Une Union qui protège, maintenant ? Des considérations de temporalité
La politique européenne de la santé se prête parfaitement à cette tradition, ancrée dans les discours politiques, selon laquelle l’Union européenne se ferait dans les crises. En effet, elle s’emploie actuellement à redonner un souffle à sa politique de santé, principalement pour tirer les leçons de la pandémie de covid-19. Une crise devenant ainsi une étape supplémentaire dans la construction d’une politique européenne de la santé.
Certes, lors de cette crise sanitaire, l’Union européenne s’est illustrée par son temps de latence réactionnel. Une lenteur admise et due, en partie, par une certaine réticence des États membres lorsque le vent d’une solidarité européenne s’est levé. Mouvement regrettable, à l’heure où l’unilatéralisme n’est plus synonyme de puissance ou de pertinence, une intervention à l’échelon européen ne faisait alors que peu débat.
Toutefois, l’Union européenne a fini par mettre à profit ses instruments et compétences pour ne pas rester passive dans la gestion de cette crise sanitaire. Une initiative qui n’allait pas de soi, car en matière de santé, l’Union européenne ne possède qu’une compétence d’appui et de coordination, compliquant le développement d’un plan d’action européen. Bien que l’article 168 du Traité sur le fonctionnement de l’Union européenne (TFUE) ne semble pas laisser de grandes marges de manœuvre, son interprétation permet, en cas de fléau comme la pandémie de covid-19, de parvenir à une action européenne, tant que les volontés étatiques suivent. Les institutions européennes, par une mise en balance de leurs fonctions et de leurs contraintes systémiques, ont toutes participé à cet effort de crise. Ainsi, malgré la minceur du paquet législatif européen en matière de santé, l’Union européenne est parvenue à s’adapter pour offrir une réponse cohérente. Au regard des dysfonctionnements organiques révélés lors de cette pandémie, il serait délicat de ne pas voir que certains mécanismes et organes épidémiologiques ont failli au « stress test » qu’a constitué la crise sanitaire. Mais, à l’inverse, il ne serait pas raisonnable d’opposer une absence d’action lorsque les moyens de cette entreprise n’ont pas été donnés. La Commission européenne a par ailleurs admis un manque de préparation et de planification, ainsi qu’une inadéquation des structures, preuve d’une prise de conscience européenne de la nécessité d’investir dans le « au cas-où ».

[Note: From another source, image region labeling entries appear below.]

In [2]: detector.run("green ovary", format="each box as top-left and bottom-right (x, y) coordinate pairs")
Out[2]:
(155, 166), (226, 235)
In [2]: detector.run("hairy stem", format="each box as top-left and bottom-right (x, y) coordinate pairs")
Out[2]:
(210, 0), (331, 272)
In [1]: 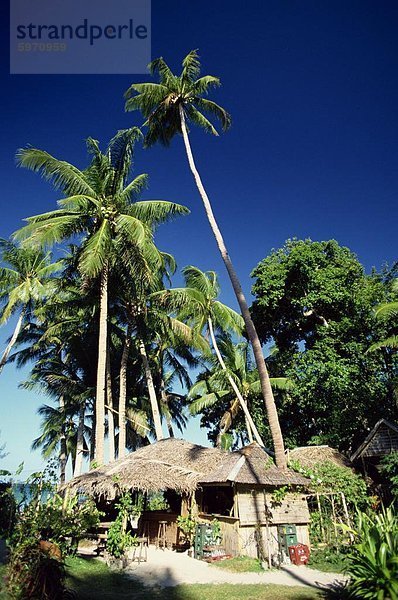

Il est important de préciser ici que la réaction européenne lors de la pandémie de covid-19, non négligeable bien que tardive, doit être vue comme l’ajout d’une pierre à un édifice en construction, plutôt que comme une introduction ad hoc. En effet, l’Union européenne avait posé les fondations d’une politique européenne de la santé bien avant la pandémie ; à ce titre, une mention de la préservation et de la protection de la santé du travailleur était présente dès les débuts de l’Union[1]. C’est toutefois par le biais d’aspects économiques que la politique européenne de la santé s’est façonnée. Les libertés de circulation et le marché intérieur ont notamment porté l’introduction, par le concours significatif des juges européens, de la libre circulation des médicaments, des patients, des soins ou encore des praticiens de santé. Libertés, amenant à leur tour des introductions conséquentes au sein de l’Union, comme une compétence et des moyens dédiés[2].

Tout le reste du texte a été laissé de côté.